На этот раз Вика не ответила. Просто развернулась. Каблуки стукнули по полу, и она исчезла за дверью.
Я медленно выдохнула. А Наталья повернулась ко мне:
— Если она появится тут ещё раз без Виктора — зови меня. И я ей объясню, где она живёт.
Полина шепнула:
— Не женщина. Артиллерия.
— Он был добрым, пока ты не испортила его своим присутствием.
Глава 32
Виктор
Я только закрыл ноутбук и потянулся за пиджаком, когда телефон завибрировал на столе. Вика.
Я не хотел брать. Не был готов. Ни на секунду. Но интуиция — та самая, которая срабатывает, когда рядом с твоей жизнью снова разгорается пожар, — уже толкала: возьми. Это важно.
— Алло?
И сразу — всхлипы. Судорожные, будто она вот-вот задохнётся.
— Вика? Что случилось?
— Они... — её голос сорвался. — Они чуть не вышвырнули меня из квартиры!
Я замер.
— Кто — «они»?
— Твоя мама, твоя любовница и эта… эта!!!
пришла просто увидеть Варю! Спокойно! Без конфликтов! А они накинулись, как волчицы! Особенно твоя мама… Виктор, она меня унизила при ребёнке!
Я сжал переносицу. Вдох. Выдох.
— Ты пришла туда без меня, хотя мы договорились, что я буду рядом, если речь о Варе.
— Я думала, Варя обрадуется! Я — её мать, Виктор! Я не обязана ждать разрешения, чтобы видеть своего ребёнка! Я дала ей жизнь, я… я чувствовала, как она ко мне потянулась! — голос сорвался окончательно, превратился в сдавленное рыдание. — Но там была такая враждебность… Она всё почувствовала. Она смотрела на меня и чувствовала, как меня там… ненавидят! Это же ребёнок, Витя!
Я обернулся к окну. Темнеет. Фонари отражаются в стекле. Город живёт, а я стою в центре бури, которую сам когда-то заткнул в ящик и закопал как можно глубже.

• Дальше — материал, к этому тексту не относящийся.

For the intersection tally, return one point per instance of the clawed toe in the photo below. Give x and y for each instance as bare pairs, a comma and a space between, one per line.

— И ты думаешь, ты помогла ей этим визитом? — спросил я тихо.
— Я не могу быть матерью только по графику, Витя! Это не суд. Это не режим общения! Я хотела, чтобы она увидела — я рядом. Что я есть. Что я борюсь!

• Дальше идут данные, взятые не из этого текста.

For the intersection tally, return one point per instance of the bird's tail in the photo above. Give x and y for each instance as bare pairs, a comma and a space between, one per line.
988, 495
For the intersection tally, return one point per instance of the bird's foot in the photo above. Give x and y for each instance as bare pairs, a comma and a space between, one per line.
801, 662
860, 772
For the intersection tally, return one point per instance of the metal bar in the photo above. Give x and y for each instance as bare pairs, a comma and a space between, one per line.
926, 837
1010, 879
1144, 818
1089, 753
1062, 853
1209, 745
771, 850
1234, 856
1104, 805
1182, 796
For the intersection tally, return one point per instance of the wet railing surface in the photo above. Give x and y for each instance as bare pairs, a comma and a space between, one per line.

— Ты опоздала на пять лет, — сказал я жёстко. — Пять. Она уже всё выстроила. У неё есть стабильность. Семья. У неё есть Алиса.
— Алиса… — голос Вики снова стал холодным. — Она не мать. Она может быть хоть трижды чудесной женщиной, но она — никто Варе. Я мать. И я не позволю, чтобы меня оттеснили на задний план.
Я молчал. Потому что чувствовал, как внутри начинает подниматься злость. Но теперь — не от боли.